Henry Chang | March 29, 2010 in Canadian Immigration | Comments (0)

The Toronto Star reports that, despite controversial measures introduced two years ago to speed up Canada’s immigration process, a backlog of pending federal skilled worker permanent residence applications appears to be re-emerging.

On November 28, 2008, Immigration Minister issued Ministerial Instructions regarding the processing of federal skilled worker cases filed on or after February 27, 2008. Federal skilled worker applications submitted on or after this date were required to meet specific criteria before they would be accepted. Subject to certain exceptions, only cases filed by applicants falling under one of the 38 listed occupations were eligible to apply. These Ministerial Instructions were considered controversial but were deemed necessary to eliminate the excessive backlog of pending cases.

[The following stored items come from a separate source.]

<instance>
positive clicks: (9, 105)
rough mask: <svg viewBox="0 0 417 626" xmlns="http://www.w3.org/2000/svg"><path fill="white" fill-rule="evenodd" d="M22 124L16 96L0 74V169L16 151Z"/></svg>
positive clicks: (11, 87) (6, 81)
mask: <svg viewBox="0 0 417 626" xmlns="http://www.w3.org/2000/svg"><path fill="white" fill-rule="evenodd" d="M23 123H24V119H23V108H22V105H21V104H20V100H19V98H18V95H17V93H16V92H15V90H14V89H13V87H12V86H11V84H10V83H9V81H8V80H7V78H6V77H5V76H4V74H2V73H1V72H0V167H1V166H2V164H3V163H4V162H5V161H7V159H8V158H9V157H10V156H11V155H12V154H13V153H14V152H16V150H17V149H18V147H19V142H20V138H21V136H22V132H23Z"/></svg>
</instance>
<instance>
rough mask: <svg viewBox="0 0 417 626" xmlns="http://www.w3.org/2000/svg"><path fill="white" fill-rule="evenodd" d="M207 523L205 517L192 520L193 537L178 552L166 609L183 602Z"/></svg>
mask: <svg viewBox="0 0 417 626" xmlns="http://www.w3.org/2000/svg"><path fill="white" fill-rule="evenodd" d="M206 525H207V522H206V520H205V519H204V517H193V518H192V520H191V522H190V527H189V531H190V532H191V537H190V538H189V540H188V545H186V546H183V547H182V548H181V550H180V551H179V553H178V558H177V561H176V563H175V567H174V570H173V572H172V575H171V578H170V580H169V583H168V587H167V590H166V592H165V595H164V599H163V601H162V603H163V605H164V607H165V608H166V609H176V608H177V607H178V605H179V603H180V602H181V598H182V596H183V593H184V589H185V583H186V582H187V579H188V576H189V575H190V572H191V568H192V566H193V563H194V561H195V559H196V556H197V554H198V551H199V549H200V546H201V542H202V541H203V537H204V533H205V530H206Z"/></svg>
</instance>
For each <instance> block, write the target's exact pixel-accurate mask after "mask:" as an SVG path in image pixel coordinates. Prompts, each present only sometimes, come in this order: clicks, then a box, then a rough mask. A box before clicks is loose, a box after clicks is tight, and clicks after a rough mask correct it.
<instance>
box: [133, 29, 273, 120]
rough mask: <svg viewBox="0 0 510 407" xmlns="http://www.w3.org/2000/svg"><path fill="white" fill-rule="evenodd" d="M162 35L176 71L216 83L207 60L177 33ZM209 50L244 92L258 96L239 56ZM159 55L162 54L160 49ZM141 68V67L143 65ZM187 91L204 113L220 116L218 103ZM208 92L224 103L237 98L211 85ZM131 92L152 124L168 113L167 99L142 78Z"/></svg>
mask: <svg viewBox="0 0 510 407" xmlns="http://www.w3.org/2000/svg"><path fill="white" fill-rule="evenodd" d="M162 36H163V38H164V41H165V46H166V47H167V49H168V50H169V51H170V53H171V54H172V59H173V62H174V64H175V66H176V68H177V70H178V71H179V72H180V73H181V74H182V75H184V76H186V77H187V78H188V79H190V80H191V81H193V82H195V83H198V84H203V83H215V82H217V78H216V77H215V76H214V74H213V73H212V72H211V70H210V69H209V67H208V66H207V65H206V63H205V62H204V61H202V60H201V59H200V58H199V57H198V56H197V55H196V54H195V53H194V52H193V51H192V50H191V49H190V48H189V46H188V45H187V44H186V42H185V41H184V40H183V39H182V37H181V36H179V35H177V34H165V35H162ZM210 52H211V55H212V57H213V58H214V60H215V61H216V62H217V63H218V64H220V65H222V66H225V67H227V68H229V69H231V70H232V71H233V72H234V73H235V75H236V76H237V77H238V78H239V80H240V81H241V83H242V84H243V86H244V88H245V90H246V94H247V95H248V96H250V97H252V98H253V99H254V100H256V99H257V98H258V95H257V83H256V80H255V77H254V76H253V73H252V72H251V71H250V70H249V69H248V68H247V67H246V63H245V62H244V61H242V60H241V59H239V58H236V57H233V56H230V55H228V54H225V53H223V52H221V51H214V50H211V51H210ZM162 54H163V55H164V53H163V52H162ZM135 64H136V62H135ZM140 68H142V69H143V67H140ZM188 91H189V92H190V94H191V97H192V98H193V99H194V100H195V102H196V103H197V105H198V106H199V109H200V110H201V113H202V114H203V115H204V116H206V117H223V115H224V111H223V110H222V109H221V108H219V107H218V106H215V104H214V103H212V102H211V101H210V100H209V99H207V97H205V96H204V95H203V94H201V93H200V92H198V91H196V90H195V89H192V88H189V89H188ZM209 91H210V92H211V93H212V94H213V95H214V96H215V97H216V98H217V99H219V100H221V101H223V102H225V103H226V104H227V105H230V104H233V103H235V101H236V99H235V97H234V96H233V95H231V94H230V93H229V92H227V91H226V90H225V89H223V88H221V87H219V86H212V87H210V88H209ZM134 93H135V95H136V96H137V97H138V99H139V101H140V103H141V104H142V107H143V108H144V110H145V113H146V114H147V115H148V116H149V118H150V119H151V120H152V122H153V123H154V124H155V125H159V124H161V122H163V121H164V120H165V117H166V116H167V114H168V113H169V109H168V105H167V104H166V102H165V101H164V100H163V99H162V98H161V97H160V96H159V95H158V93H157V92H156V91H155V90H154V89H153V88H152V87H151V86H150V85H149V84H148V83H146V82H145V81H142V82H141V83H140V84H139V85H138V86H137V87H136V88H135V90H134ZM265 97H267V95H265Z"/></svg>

According to an analysis of data provided by Citizenship and Immigration Canada (“CIC”), the average processing time from all visa posts is 7-1/2 years, with 600,000 people in the queue for the 80,055 skilled immigrant visas granted in 2010. The problem, immigration critics say, is twofold: (a) longer waits as the government slowly sifts through the old backlog of applications that still runs in the hundreds of thousands, and (b) a glut of applications to the 38 specific job categories introduced in 2008.

“We have a growing inventory because we have an oversupply of eager candidates,” said Richard Kurland, a Vancouver-based immigrant lawyer and policy analyst who obtained the data. “The processing time is going to balloon. This is an early warning of a backlog returning.”

To reduce the volume of applications, Kurland said Ottawa needs to trim the occupation list and install a warning system that alerts officials to remove a job category when it generates too many applications. “It may be unpopular politically, but the immigration minister needs to fix this,” Kurland said. CIC just announced this month plans to review labour market needs to update the occupation list.

CIC spokesperson Kelli Fraser acknowledged this week that between March 2008 and now, the department has received 327,843 skilled immigrant applications for the 38 occupations, everything from geologists and specialist physicians to chefs and plumbers. But she said 80% of decisions have been made within seven months or less.

Visa offices facing high workloads include Damascus in Syria, Guatemala, Port of Spain in Trinidad and Tobago, and Kingston, Jamaica. The old backlog has been reduced by 40 per cent from 640,000 to roughly 400,000 applicants, she said. Under the old rules, a skilled immigrant application took four to five years to process; “given the size of the backlog, it cannot be reduced overnight,” said Fraser.